We made a stop at the observatory of the United States Geological Survey. According to Ebersole, a temple dedicated to Pele, called the Temple of Wailing or Weeping Priests, used to be on this same spot. The temple was occupied 24 hours a day by the priests of Pele, who chanted and presented offerings continually. ``The whole idea was to keep Pele happy and keep the lid on,'' he says.
These ancient priests watched Pele's every mood. Today 30 or 40 technicians and scientists from the US Geological Survey are doing the same thing, keeping their own 24-hour-a-day vigil over Pele, ``and I'm sure wailing a lot every time it erupts . . . with glee.'' Practical details
Mr. Ebersole offers a variety of day and overnight trips for small groups.
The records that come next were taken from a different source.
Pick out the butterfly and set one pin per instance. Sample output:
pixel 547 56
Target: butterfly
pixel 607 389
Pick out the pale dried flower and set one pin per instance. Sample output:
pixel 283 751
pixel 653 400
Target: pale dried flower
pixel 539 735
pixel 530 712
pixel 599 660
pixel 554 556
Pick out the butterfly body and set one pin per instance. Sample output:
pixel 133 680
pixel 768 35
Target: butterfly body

Custom trips can be arranged: cost varies between $40 and $50 a day. Write Mr. Ebersole at Star Route 8-1502, Keaau, Hawaii 96749.
Mr. Ebersole offers a five-day trip (which covers different sites of interest around the Big Island) through Elderhostel; if you qualify (age 60 or over) write for their catalog: Elderhostel, 100 Boylston Street, Boston, Mass. 02116. The cost is $200 per person.
The National Park Service Station offers some helpful booklets for those who come on their own. The best general guide is ``Volcano Watching,'' by Robert and Barbara Decker. Another good one is ``Hawaii Volcanoes, the Story Behind the Scenery,'' by Glen Kaye.
The park rangers offer nature walks in summer.
This part of the Big Island has freakish weather. Bring a sweater and rain gear and be prepared to put them on and take them off them frequently throughout the day.